Spark has integration with a variety of programming languages such as Scala, Java, Python, and R. Developers can write their Spark program in either of these languages. This freedom of language is also one of the reasons why Spark is popular among developers. If you compare this to Hadoop MapReduce, in MapReduce, the developers had only one choice: Java, which made it difficult for developers from another programming languages to work on MapReduce.
Spark language APIs
Scala
Scala is the primary language for Spark. More than 70% of Spark's code is written in Scalable Language (Scala). Scala is a fairly new language.
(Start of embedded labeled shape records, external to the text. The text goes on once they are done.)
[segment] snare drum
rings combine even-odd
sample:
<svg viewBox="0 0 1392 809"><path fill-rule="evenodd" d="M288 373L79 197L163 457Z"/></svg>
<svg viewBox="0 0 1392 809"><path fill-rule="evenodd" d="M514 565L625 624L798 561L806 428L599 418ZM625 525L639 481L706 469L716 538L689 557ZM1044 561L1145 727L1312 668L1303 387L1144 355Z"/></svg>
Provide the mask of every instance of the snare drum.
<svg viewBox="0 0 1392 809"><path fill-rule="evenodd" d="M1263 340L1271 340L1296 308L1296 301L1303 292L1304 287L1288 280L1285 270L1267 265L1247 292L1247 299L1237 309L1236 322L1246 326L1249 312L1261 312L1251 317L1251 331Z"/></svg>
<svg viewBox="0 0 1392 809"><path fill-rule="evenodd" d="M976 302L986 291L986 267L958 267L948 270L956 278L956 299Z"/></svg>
It was developed by Martin Odersky in 2001, and it was first launched publicly in 2004. Like Java, Scala also generates a bytecode that runs on JVM. Scala brings advantages from both object-oriented and functional-oriented worlds. It provides dynamic programming without compromising on type safety. As Spark is primarily written in Scala, you can find almost all of the new libraries in Scala API.
Java
Most of us are familiar with Java. Java is a powerful object-oriented programming language. The majority of big data frameworks are written in Java, which provides rich libraries to connect and process data with these frameworks.
Python
Python is a functional programming language. It was developed by Guido van Rossum and was first released in 1991. For some time, Python was not popular among developers, but later, around 2006-07, it introduced some libraries such as Numerical Python (NumPy) and Pandas, which became cornerstones and made Python popular among all types of programmers. In Spark, when the driver launches executors on worker nodes, it also starts a Python interpreter for each executor. In the case of RDD, the data is first shipped into the JVMs, and is then transferred to Python, which makes the job slow when working with RDDs.
R
R is a statistical programming language. It provides a rich library for analyzing and manipulating the data, which is why it is very popular among data analysts, statisticians, and data scientists. Spark R integration is a way to provide data scientists the flexibility required to work on big data. Like Python, SparkR also creates an R process for each executor to work on data transferred from the JVM.
SQL
Structured Query Language (SQL) is one of the most popular and powerful languages for working with tables stored in the database. SQL also enables non-programmers to work with big data. Spark provides Spark SQL, which is a distributed SQL query engine. We will learn about it in more detail in Chapter 6, Spark SQL.